Molecular target therapy for bone metastasis: starting a new era with denosumab, a RANKL inhibitor
- Autori: Rolfo, C.; Raez, L.; Russo, A.; Reguart, N.; Garcia Campelo, R.; Bronte, G.; Papadimitriou, K.; Silvestris, F.
- Anno di pubblicazione: 2014
- Tipologia: Articolo in rivista (Articolo in rivista)

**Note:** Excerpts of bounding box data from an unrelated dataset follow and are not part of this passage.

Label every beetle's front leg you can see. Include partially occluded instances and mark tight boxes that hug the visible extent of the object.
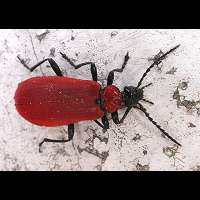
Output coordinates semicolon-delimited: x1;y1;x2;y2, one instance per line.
94;115;109;130
107;53;129;85
17;56;63;76
60;52;97;81
39;124;74;153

- OA Link: http://hdl.handle.net/10447/99247
INTRODUCTION: The skeleton is generally the primary, and sometimes the only, site of metastasis in patients with advanced solid tumors. Bone metastases are the most frequent cause of cancer-related pain and the origin of severe morbidity in patients. Among the treatment options available for the prevention of skeletal-related events (SREs) associated with bone metastasis, zoledronic acid, an antiresorptive treatment from the group of bisphosphonates, is currently the standard of care in this setting. AREAS COVERED: Zoledronic acid, together with denosumab (a monoclonal antibody against the receptor activator of nuclear factor kappa B ligand), is the most frequent approach for the prevention of cancer-related events in skeleton. This paper reviews several trials evaluating the efficacy of denosumab in comparison with zoledronic acid in patients with solid osteotropic tumors. In this setting of skeleton-invading cancers, denosumab was demonstrated to be superior to zoledronic acid in preventing or delaying SREs. In comparison with zoledronic acid, denosumab significantly delayed the time to first SRE by 17%. EXPERT OPINION: Current research on denosumab is addressed to prove the immunomodulator effect of this agent in humans. Other avenue of research is focused on its antitumor activity observed in some Phase III trials.